To expand a little bit more on the encoding problem...
Any time you see one character in a source turn into two (or more characters), you should immediately suspect an encoding issue, especially if UTF-8 is involved. Here's why. (I apologize if you already know some of this, but I hope to help some future SO'ers as well.)
All characters are stored in your computer not as characters, but as bytes. Back in the olden days, space and transmission time were much more limited than now, so people tried to save every byte possible, even down to not using a full byte to store a character. Now, because we realize that we need to communicate with the whole world, we've decided it's more important to be able to represent every character in every language. That transition hasn't always been smooth, and that's what you're running up against.

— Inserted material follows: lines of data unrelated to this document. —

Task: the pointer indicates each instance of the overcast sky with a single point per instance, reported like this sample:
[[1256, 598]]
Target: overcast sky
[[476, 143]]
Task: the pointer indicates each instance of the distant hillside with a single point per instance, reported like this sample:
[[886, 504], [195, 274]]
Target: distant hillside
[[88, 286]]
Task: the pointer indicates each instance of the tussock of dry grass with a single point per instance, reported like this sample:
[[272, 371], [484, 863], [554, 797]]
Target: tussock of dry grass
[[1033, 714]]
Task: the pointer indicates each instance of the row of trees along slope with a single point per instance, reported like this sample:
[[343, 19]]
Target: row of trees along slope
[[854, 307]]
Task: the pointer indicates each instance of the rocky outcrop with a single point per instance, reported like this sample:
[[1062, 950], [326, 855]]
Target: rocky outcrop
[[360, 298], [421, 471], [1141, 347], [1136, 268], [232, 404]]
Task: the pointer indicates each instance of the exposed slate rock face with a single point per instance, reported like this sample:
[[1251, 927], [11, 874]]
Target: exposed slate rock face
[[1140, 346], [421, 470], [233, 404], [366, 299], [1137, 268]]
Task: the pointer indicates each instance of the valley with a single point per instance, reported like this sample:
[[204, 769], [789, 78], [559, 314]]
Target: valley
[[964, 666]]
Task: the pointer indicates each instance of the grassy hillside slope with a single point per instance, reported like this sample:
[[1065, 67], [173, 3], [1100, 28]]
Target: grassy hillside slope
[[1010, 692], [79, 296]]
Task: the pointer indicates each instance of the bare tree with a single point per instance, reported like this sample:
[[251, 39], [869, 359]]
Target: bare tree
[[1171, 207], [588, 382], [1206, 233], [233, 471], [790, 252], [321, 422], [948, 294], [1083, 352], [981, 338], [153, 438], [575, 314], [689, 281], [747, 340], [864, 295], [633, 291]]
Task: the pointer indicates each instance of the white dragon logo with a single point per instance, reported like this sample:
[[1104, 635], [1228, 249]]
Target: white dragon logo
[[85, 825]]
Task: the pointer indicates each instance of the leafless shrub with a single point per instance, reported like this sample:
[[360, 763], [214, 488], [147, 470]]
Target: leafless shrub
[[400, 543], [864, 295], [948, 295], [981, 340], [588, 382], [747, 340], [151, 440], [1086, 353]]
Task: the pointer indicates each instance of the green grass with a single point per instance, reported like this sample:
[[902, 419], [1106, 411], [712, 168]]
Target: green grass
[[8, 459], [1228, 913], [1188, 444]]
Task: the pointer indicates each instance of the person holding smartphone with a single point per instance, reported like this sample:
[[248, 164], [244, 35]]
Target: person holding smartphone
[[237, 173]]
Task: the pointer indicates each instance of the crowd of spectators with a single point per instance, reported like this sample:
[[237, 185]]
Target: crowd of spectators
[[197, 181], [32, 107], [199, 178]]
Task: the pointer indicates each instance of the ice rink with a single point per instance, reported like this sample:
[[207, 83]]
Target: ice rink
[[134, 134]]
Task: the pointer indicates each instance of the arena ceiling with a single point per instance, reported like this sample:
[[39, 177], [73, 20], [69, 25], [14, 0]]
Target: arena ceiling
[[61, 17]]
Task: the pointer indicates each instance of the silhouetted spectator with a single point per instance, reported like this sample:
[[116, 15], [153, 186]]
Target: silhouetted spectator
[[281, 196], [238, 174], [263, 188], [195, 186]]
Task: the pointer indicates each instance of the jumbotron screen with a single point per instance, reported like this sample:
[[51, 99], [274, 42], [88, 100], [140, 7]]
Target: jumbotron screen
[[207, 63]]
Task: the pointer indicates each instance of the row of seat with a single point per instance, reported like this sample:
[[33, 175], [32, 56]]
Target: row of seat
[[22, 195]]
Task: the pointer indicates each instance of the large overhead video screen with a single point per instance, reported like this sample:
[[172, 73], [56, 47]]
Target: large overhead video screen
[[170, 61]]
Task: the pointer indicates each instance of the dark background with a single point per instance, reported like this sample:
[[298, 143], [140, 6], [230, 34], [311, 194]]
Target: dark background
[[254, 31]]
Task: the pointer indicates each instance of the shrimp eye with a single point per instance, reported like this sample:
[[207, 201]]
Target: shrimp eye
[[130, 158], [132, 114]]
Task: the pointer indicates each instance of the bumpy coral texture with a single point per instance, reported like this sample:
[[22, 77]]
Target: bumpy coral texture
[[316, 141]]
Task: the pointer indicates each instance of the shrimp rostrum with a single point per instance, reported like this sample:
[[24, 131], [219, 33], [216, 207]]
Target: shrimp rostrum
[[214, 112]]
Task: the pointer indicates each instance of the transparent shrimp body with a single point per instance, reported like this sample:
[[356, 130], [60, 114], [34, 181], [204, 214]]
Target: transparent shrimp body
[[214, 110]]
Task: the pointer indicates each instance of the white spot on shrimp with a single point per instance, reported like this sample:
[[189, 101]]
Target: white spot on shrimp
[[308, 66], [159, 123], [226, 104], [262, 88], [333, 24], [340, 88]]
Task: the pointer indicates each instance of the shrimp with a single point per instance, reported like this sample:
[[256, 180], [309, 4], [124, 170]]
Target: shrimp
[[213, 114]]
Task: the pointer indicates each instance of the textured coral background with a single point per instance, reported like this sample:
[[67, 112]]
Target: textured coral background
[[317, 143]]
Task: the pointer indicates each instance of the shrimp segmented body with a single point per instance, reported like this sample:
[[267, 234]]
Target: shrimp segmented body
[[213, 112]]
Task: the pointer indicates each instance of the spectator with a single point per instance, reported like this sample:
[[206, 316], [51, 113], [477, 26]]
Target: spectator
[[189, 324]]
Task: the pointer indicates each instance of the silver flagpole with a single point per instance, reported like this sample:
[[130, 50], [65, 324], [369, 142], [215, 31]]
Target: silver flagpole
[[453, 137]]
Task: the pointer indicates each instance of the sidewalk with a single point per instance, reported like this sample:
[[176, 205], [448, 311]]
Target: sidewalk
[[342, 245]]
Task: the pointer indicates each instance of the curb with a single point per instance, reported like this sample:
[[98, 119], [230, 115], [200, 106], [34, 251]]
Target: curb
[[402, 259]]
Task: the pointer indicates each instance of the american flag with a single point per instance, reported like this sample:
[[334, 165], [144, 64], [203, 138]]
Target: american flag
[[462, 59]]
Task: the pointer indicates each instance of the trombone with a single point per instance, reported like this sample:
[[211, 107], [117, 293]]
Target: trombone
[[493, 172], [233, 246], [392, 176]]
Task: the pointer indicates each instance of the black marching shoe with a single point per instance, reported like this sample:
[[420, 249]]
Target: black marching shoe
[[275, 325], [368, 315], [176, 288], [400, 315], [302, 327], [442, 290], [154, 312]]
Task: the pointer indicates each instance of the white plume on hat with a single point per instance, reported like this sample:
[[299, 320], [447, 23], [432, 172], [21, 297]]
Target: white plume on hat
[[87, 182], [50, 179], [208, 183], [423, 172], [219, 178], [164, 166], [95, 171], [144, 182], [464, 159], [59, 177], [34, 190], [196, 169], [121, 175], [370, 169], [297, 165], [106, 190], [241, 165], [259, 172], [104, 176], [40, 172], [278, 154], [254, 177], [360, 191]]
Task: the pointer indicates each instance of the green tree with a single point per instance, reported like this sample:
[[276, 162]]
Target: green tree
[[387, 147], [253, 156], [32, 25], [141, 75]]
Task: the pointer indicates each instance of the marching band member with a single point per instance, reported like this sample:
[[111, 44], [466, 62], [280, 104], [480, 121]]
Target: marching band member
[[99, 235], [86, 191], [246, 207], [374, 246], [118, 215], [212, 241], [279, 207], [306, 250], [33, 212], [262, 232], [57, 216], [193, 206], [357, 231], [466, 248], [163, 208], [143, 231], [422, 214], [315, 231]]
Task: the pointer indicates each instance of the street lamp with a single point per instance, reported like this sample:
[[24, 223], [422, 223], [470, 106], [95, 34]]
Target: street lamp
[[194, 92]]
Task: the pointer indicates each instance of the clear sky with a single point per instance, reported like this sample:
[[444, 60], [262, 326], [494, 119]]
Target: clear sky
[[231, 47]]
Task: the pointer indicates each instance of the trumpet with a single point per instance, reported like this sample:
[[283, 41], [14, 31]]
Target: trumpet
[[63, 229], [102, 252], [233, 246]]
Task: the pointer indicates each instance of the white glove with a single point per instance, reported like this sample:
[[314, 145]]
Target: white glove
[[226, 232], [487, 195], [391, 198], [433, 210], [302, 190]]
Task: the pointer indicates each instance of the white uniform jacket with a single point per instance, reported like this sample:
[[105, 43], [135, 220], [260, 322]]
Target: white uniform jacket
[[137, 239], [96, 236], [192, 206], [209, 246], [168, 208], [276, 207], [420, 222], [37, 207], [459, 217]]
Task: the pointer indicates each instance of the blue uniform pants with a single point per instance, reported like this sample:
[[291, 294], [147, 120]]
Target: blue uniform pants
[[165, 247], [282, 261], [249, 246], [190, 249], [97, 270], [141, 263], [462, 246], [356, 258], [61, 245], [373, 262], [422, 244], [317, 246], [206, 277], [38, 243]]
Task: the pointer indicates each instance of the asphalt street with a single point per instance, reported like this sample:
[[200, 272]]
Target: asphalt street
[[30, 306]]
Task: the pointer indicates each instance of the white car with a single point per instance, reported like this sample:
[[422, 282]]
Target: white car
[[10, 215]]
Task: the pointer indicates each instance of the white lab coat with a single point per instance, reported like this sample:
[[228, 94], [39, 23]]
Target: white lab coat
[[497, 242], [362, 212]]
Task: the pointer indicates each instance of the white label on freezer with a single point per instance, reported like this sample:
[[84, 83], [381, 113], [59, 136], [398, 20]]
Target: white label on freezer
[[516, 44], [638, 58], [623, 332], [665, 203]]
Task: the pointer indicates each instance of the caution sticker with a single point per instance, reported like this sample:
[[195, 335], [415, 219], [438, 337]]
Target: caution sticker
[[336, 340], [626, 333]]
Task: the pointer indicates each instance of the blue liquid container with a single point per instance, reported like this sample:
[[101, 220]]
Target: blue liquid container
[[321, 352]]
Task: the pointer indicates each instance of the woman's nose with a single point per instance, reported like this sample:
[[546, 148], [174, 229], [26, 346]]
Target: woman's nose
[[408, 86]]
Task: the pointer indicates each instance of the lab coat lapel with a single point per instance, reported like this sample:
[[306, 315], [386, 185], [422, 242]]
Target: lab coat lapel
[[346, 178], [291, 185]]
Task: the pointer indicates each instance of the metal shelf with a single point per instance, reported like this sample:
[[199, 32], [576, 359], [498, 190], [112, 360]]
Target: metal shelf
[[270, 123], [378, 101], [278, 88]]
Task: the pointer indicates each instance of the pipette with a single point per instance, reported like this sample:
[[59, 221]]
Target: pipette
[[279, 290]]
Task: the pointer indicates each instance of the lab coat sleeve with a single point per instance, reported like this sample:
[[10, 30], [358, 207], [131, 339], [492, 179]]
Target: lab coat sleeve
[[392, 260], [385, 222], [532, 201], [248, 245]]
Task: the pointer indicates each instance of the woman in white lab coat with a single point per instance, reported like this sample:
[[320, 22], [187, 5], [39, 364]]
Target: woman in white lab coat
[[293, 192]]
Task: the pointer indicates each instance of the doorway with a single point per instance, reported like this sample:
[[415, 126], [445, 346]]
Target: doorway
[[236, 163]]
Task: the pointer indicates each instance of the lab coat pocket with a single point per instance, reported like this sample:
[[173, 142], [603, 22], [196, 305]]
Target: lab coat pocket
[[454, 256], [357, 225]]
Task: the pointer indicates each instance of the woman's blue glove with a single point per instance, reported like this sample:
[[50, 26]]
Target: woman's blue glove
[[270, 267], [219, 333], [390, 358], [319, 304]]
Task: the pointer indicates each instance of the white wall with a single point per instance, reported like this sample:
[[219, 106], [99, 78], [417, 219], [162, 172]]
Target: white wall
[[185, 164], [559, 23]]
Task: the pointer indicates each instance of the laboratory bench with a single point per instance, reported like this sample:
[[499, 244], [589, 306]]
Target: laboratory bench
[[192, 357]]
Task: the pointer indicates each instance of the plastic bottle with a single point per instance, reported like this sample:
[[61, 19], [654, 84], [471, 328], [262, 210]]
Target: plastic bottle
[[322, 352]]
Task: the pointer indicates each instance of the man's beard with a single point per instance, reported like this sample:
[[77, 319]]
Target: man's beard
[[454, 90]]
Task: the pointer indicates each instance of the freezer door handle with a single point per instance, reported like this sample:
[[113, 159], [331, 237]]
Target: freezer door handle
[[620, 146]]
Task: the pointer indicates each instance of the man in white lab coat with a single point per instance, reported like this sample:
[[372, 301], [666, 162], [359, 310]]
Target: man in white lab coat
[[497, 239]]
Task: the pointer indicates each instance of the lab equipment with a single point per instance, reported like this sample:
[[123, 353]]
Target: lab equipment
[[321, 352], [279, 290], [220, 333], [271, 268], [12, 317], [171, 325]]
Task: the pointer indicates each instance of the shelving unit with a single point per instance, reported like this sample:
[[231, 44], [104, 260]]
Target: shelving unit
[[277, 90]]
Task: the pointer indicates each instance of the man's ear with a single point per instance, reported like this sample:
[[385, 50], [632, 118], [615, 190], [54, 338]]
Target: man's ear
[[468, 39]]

Latin-1 (in various flavors) is an encoding that always uses a single 8-bit byte for a character. Which means it can only have 256 possible characters. Plenty if you only want to write English or Swedish, but not enough to add Russian and Chinese. (background on Latin-1)
UTF-8 encodes the first half of Latin-1 in exactly the same way, which is why you see most of the characters looking the same. But it doesn't always use a single byte for a character -- it can use up to four bytes on one character. (utf-8) As you discovered, it uses 2 bytes for é. But Latin-1 doesn't know that, and is doing its best to display those two bytes.
The trick is to always specify your encoding for byte streams (like info from a file, a URL, or a database), and to make sure that encoding is correct. (Sometimes that's a pain to find out, for sure.) Most modern languages, like Java and PHP do a good job of handling all the translation issues between different encodings, as long as you've correctly specified what you're dealing with.